A HOT MANTLE WEDGE AND BACKARC AT THE CASCADIA SUBDUCTION ZONE: NUMERICAL TESTS USING A MODEL OF SLAB-DRIVEN WEDGE FLOW

Heat flow, seismic velocities and other observations indicate that the mantle wedge above a subducting plate is anomalously hot, both beneath the volcanic arc and into the backarc, even where there is no extension. Temperatures of at least 1300°C are required below the arc for magma generation. For 100's of kilometres into the backarc, estimated temperatures are ~1200°C at 60 km depth.

We have used finite element thermal models to investigate the backarc advective-convective regime that maintains these high temperatures in spite of the cooling effect of a subducting slab. There are two types of flow models: flow driven by traction along the top of the downgoing plate and thermal buoyancy driven flow. In both cases, the observations require that flow must originate from great depths along the landward boundary of the backarc. In this study, we deal with traction-driven flow, using Cascadia subduction zone parameters.

For an isoviscous mantle, upward flow into the wedge can be generated by introducing a thick (>200 km) lithosphere at landward backarc boundary, consistent with the presence of a craton root. Flow originates from below the craton, producing a strong upward flow at the seaward edge of the craton. This results in nearly uniform temperatures, although the wedge temperatures are 100-200°C lower than inferred from observations.

With a stress- and temperature-dependent viscosity in the model, high velocity flow originates from great depths along the landward boundary, even without a thick craton. Flow is strongly focussed into the wedge corner, leading to much higher temperatures (>1250°C) beneath the arc, in better agreement with observations.
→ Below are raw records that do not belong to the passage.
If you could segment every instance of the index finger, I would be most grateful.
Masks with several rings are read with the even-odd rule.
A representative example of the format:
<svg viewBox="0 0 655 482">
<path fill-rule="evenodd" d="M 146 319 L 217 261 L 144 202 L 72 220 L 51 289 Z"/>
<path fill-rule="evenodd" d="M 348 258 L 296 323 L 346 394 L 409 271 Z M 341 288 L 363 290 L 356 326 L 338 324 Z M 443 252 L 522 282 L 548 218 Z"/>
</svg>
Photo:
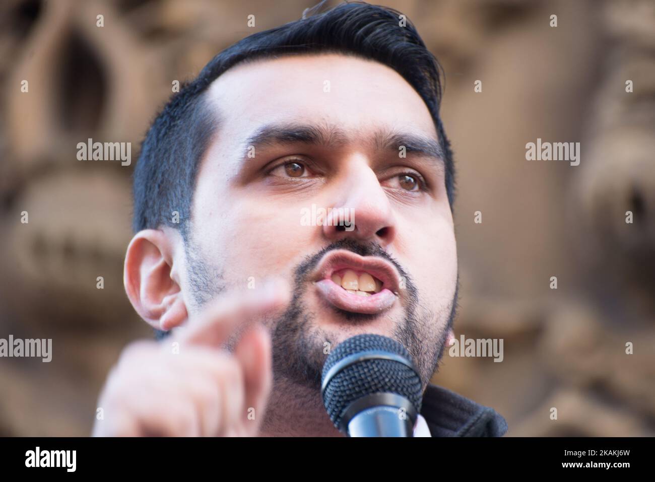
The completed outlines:
<svg viewBox="0 0 655 482">
<path fill-rule="evenodd" d="M 283 307 L 290 297 L 283 280 L 269 280 L 258 289 L 226 293 L 212 301 L 197 319 L 180 327 L 176 339 L 181 344 L 219 346 L 244 321 Z"/>
</svg>

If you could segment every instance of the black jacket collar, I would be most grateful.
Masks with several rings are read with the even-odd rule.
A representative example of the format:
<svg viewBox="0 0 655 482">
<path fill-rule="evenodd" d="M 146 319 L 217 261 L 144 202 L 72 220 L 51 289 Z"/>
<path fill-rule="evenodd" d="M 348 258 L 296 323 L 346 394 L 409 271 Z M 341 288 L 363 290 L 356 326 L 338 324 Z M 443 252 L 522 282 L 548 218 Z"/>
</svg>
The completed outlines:
<svg viewBox="0 0 655 482">
<path fill-rule="evenodd" d="M 502 437 L 507 432 L 507 422 L 493 409 L 431 384 L 421 415 L 432 437 Z"/>
</svg>

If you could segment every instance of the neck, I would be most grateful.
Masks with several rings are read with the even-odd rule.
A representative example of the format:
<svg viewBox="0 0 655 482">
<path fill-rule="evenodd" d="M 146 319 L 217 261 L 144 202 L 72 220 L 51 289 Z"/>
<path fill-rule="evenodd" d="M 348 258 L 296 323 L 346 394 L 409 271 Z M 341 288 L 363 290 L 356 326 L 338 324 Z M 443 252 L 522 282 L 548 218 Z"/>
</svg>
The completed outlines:
<svg viewBox="0 0 655 482">
<path fill-rule="evenodd" d="M 287 380 L 277 380 L 271 391 L 261 437 L 341 437 L 328 417 L 320 392 Z"/>
</svg>

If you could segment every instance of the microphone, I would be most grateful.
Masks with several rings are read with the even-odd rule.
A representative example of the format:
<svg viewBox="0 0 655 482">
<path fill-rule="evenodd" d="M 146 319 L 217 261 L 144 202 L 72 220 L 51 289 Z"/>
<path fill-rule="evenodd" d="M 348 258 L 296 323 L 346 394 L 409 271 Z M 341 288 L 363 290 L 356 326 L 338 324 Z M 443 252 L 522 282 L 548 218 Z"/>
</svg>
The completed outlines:
<svg viewBox="0 0 655 482">
<path fill-rule="evenodd" d="M 321 395 L 330 420 L 348 437 L 413 437 L 422 399 L 405 347 L 371 334 L 348 338 L 330 354 Z"/>
</svg>

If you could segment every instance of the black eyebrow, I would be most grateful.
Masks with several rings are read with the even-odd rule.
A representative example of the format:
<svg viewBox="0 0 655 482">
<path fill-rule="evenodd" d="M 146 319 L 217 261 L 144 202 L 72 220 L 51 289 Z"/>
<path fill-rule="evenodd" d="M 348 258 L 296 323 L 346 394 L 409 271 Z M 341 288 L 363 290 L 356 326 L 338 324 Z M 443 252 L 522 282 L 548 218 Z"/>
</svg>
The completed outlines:
<svg viewBox="0 0 655 482">
<path fill-rule="evenodd" d="M 434 157 L 441 162 L 445 157 L 443 149 L 438 141 L 432 138 L 408 132 L 379 132 L 375 135 L 375 143 L 379 150 L 392 149 L 400 151 L 401 146 L 406 153 L 415 153 Z"/>
<path fill-rule="evenodd" d="M 276 144 L 304 143 L 337 147 L 346 143 L 346 136 L 341 129 L 328 125 L 270 124 L 265 125 L 246 141 L 246 151 Z"/>
<path fill-rule="evenodd" d="M 303 143 L 338 147 L 352 141 L 343 130 L 328 124 L 312 125 L 304 124 L 269 124 L 258 129 L 246 141 L 244 157 L 254 148 L 259 149 L 277 144 Z M 407 153 L 416 153 L 436 158 L 443 162 L 443 150 L 436 139 L 409 132 L 378 130 L 373 136 L 378 150 L 400 151 L 405 147 Z"/>
</svg>

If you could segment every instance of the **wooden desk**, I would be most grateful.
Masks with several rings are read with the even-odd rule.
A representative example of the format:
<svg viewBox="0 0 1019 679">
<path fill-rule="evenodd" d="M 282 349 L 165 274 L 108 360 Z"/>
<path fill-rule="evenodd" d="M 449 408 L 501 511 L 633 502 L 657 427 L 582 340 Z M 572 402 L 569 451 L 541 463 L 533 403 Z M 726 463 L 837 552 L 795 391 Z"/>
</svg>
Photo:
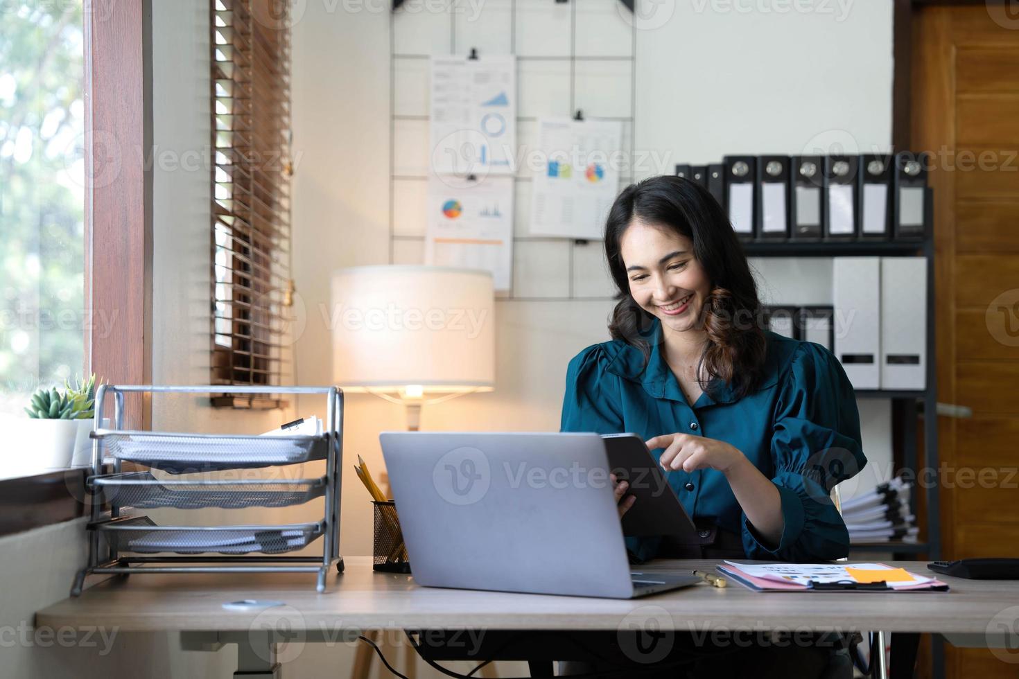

However, the flow pattern results in extremely low backarc mantle temperatures and heat flow, inconsistent with observations.

Our results suggest that traction-driven flow alone is inefficient at transporting heat from depth to produce a uniformly hot mantle wedge. In our models, thermal convection has been neglected. Buoyancy-driven flow becomes significant if the wedge viscosity is low (<1020 Pa s), due to the presence of aqueous fluids and/or partial melt. Whereas the velocity of traction-driven wedge flow is limited by the subduction rate, thermal convection can produce very high flow rates, leading to much more efficient heat transfer.